I drive to work but walk the dog later.

"If my dog-walking association is causal (to my improved health by cutting the odds of developing heart disease), this could suggest that policies designed to make it easier for people to own and walk dogs may present major opportunities for public health improvement".

Both statements are examples of tunnel vision by choosing to selectively link cause-to-effect regardless of other lifestyle factors.
Pat, Wales

Agree (10) | Disagree (3)
+7

Charles

The University of Glasgow press release announcing the research says:

"Using your bike to get to work could cut your risk of developing cancer and heart disease by almost half.

"New research by the University of Glasgow and published today in the BMJ, has found that cycling to work is associated with a 45% lower risk of developing cancer and a 46% lower risk of heart disease, compared to a non-active commute.
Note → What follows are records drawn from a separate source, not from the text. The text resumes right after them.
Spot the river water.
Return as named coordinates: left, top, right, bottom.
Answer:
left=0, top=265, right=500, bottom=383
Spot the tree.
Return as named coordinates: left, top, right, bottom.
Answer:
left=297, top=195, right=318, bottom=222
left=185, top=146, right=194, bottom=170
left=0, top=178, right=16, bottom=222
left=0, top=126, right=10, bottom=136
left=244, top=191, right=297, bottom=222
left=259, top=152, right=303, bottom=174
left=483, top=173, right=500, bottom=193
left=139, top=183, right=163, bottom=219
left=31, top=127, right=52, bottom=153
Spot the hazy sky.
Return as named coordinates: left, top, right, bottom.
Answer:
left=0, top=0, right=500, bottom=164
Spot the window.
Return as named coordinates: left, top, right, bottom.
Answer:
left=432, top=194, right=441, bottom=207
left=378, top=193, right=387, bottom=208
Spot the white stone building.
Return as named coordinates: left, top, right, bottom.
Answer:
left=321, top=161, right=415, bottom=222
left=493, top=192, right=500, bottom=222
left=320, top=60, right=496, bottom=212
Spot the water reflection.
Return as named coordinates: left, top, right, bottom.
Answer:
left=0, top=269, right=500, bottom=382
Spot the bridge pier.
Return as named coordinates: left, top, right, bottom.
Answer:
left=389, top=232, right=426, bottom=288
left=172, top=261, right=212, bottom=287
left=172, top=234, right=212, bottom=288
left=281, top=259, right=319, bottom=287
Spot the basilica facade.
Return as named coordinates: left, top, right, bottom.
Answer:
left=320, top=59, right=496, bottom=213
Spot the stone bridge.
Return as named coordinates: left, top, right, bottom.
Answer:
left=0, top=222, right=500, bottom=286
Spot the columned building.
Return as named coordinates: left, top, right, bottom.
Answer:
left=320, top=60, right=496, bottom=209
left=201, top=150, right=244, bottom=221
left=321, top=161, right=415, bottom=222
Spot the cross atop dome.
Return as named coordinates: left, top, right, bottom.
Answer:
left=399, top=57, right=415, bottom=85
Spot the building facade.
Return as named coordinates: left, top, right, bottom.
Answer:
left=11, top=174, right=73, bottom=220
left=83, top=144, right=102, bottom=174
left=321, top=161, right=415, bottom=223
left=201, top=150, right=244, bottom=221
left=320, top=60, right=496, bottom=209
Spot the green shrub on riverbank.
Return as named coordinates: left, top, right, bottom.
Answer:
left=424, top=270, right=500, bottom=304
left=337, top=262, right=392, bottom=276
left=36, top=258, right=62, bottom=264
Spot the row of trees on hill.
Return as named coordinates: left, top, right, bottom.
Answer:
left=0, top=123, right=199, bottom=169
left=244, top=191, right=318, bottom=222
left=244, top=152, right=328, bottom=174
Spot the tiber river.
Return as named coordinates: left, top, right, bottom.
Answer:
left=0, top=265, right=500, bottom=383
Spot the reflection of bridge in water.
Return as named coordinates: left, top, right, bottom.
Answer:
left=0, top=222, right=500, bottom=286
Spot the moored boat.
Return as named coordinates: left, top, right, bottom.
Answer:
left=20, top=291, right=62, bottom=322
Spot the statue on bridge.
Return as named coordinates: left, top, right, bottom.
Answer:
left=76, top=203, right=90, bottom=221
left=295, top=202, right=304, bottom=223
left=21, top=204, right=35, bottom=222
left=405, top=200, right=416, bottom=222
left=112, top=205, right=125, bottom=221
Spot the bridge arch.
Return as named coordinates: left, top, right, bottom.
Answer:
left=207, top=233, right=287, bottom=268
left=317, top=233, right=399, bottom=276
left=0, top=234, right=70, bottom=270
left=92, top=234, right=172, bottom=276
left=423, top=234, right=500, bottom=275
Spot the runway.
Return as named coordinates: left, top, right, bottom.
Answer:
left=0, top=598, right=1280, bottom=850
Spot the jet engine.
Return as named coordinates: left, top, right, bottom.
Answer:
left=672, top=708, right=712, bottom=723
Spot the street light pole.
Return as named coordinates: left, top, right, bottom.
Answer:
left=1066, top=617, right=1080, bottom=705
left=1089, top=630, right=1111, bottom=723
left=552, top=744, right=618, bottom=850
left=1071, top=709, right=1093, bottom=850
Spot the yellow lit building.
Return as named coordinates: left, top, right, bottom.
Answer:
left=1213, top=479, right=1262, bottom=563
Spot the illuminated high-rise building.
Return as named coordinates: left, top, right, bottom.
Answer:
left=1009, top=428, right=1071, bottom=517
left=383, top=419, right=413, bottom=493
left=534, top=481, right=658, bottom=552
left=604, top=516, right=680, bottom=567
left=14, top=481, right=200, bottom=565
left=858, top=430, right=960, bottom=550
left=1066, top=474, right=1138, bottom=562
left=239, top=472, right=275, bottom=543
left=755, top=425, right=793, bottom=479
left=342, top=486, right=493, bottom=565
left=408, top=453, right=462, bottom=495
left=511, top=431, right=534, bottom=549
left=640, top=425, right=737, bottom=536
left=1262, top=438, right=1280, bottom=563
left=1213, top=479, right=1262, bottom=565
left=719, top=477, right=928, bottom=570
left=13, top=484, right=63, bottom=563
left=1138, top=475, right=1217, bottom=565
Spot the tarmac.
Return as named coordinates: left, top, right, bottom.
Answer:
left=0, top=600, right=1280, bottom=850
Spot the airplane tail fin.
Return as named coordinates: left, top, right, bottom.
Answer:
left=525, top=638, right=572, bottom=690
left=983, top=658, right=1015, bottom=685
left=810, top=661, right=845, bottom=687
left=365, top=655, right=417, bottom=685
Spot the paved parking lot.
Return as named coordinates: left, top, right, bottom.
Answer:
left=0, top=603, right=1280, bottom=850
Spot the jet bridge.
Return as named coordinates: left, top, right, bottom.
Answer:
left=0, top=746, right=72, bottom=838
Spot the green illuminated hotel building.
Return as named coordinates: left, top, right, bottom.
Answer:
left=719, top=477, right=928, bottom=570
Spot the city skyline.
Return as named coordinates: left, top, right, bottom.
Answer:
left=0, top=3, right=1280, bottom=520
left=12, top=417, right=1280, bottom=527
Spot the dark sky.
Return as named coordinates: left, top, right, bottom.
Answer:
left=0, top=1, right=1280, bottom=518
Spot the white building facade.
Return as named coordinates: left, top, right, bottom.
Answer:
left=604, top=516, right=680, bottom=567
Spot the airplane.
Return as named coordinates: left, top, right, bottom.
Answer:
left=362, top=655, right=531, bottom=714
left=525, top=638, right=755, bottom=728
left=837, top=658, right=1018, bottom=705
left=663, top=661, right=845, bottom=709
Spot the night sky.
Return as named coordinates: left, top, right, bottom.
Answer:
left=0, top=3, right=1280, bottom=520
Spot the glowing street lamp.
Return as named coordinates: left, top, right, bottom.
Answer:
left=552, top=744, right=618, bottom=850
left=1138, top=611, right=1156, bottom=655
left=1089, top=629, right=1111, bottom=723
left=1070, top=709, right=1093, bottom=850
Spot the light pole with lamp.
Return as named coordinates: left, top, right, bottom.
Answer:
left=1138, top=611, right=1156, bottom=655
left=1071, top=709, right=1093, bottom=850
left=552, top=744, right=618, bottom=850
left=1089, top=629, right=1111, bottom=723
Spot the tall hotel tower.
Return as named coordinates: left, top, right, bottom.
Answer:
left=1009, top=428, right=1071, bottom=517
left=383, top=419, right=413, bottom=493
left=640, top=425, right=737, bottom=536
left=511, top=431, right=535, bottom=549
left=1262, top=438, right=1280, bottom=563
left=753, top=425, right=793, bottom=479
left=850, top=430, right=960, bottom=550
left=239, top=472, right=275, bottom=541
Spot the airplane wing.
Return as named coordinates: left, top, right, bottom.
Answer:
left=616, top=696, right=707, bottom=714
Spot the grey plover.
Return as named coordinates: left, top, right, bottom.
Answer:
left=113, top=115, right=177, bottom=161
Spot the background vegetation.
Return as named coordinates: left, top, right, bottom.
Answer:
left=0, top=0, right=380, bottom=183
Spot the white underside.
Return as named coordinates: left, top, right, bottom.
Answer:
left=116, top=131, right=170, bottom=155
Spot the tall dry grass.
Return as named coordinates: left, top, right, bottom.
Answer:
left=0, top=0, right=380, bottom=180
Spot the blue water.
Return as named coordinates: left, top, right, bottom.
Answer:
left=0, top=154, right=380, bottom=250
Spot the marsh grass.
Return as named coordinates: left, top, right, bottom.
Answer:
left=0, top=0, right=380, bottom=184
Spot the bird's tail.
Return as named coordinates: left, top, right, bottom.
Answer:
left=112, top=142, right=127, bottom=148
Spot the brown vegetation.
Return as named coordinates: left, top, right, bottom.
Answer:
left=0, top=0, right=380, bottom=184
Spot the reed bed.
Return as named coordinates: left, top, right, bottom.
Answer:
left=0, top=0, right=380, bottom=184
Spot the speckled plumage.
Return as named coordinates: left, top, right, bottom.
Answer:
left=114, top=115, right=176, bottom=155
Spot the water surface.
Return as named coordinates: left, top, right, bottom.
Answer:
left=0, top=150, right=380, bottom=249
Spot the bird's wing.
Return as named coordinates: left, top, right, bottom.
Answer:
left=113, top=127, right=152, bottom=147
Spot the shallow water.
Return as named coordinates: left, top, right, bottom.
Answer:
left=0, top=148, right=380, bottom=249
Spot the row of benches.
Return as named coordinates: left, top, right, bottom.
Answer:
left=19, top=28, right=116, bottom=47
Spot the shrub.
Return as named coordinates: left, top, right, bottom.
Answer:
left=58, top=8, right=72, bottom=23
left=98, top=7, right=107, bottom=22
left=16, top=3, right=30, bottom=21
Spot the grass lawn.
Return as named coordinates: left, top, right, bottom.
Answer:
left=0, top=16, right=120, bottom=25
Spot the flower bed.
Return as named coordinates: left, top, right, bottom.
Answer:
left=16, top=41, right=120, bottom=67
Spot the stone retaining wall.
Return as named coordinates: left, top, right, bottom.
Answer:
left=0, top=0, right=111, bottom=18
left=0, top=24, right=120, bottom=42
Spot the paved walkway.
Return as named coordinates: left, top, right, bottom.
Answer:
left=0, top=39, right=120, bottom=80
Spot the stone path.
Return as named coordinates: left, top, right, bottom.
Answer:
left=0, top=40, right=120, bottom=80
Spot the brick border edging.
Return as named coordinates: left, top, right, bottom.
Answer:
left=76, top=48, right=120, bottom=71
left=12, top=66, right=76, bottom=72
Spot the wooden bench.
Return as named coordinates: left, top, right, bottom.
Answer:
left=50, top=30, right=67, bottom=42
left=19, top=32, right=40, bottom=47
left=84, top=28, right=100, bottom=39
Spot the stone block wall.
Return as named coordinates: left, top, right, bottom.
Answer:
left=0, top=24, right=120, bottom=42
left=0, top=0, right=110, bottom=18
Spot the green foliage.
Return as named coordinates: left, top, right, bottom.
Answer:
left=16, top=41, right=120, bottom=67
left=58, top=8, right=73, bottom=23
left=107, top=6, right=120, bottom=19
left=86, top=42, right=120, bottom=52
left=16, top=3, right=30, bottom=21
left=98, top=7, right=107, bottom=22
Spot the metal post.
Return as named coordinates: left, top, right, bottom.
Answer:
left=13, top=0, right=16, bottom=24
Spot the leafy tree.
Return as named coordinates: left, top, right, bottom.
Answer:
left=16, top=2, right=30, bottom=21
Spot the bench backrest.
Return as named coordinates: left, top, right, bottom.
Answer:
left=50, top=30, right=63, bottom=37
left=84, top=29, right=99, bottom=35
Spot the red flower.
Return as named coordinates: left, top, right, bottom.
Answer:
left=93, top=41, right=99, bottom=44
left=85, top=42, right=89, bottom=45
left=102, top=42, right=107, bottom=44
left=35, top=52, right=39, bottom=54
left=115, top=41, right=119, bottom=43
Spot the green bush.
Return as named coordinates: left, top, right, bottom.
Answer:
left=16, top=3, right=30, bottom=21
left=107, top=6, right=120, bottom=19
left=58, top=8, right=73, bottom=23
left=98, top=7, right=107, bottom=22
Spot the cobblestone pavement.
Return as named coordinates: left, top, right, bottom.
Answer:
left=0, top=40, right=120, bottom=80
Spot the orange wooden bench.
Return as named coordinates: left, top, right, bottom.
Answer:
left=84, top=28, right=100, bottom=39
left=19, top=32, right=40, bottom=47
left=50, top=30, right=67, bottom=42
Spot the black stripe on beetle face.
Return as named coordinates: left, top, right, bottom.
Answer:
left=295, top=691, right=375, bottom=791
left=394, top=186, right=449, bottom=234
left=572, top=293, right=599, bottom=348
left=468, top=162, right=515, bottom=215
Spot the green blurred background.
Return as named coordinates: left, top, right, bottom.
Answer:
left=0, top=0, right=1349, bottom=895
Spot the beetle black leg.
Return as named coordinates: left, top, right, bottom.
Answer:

"Overall the study found that commuters who cycled were associated with a 41% lower risk of premature death."

Here's the link to the release:
http://www.gla.ac.uk/news/headline_522765_en.html

I'm not sure why you feel we have misreported the study?
Nick Rawlings, editor, Road Safety News

Agree (13) | Disagree (6)
+7

What a sad bunch we are. The study set out to quantify what we all realise might be the case - that taking some exercise would be beneficial to our health. We are arguing over how many angels can dance on the head of a pin, and we look daft. Who cares whether it is 40%, or 50%? It is all pretty meaningless anyway when there are so many other factors influencing whether I get cancer, or suffer a heart attack. The important bit is that the risk is lower.
David, Suffolk

Agree (7) | Disagree (0)
+7

I think that we should all take these assertions or assumptions with a pinch of salt. Its not just the cycling or walking that would or could cause such a massive beneficial change in our nations health. It's many other matters that one has to consider and change. Things like eating less sugars, of not smoking or using drugs or consuming excessive amounts of alcohol to name but a few others. It would have to be a complete change in ones own personal habits taken as a whole that would or could give these mentioned degrees of beneficial change. Once again the facts have been manipulated to be used for the purposes of supporting propaganda.